O uso de Greenland como palco de uma tensão entre EUA e Europa chega em momento decisivo para a aliança. Donald Trump ameaça impor tarifas de 10% sobre oito países da Otan que enviaram tropas para apoiar a soberania groenlandesa, elevando o tom das disputas comerciais.
Defensores da Europa respondem com firmeza. Na Dinamarca, o presidente da comissão de defesa do parlamento disse que insultos, ameaças e tarifas fortalecem a determinação de manter Greenland sob controle dinamarquês. Países alvo condenam a ação e reagem solidários.

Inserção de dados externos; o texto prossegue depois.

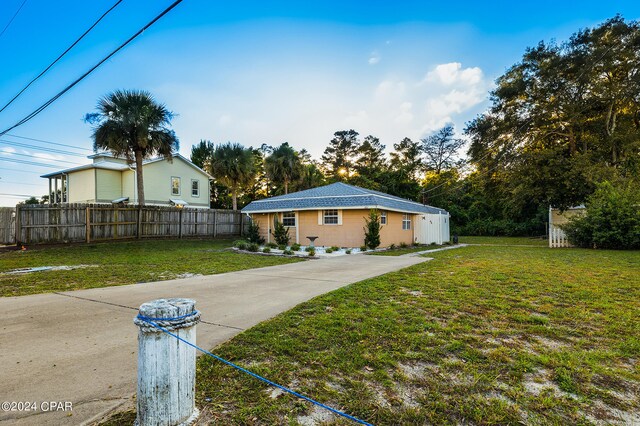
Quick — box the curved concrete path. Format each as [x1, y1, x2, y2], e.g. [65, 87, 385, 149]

Oito países da Otan ainda não sinalizaram retaliação específica, mas alertam para riscos de escalada. Líderes europeus, entre eles o primeiro-ministro da Itália, consideraram a decisão inadequada e potencialmente desestabilizadora para a aliança.
Francesa e outras ações diplomáticas passam a considerar instrumentos da UE para conter coerção comercial. Em Paris, há discussões sobre a validade do acordo de tarifas entre UE e EUA e sobre novas frentes de negociação.
No Reino Unido, o debate envolve Keir Starmer e o futuro da relação com os EUA. Sem acordo comercial com Washington, o país enfrenta escolhas entre integração econômica com a UE ou alinhamento com os EUA.
Especialistas políticos observam que o episódio pode redefinir o eixo norte-americano sobre a segurança europeia. Analistas indicam que a dependência mútua na defesa continuará a moldar decisões estratégicas.
Para a geopolítica do Ártico, a parceria transatlântica é apresentada como crucial por razões de monitoramento e resposta a ameaças russas e chinesas. O impacto de uma ruptura seria sentido em bases militares e operações de cooperação.
Enquanto isso, diplomatas destacam que o cenário não admite retorno fácil. Autoridades de alto nível, no entanto, evitam apontar culpados e ressaltam a necessidade de canais de comunicação abertos para evitar uma deterioração maior.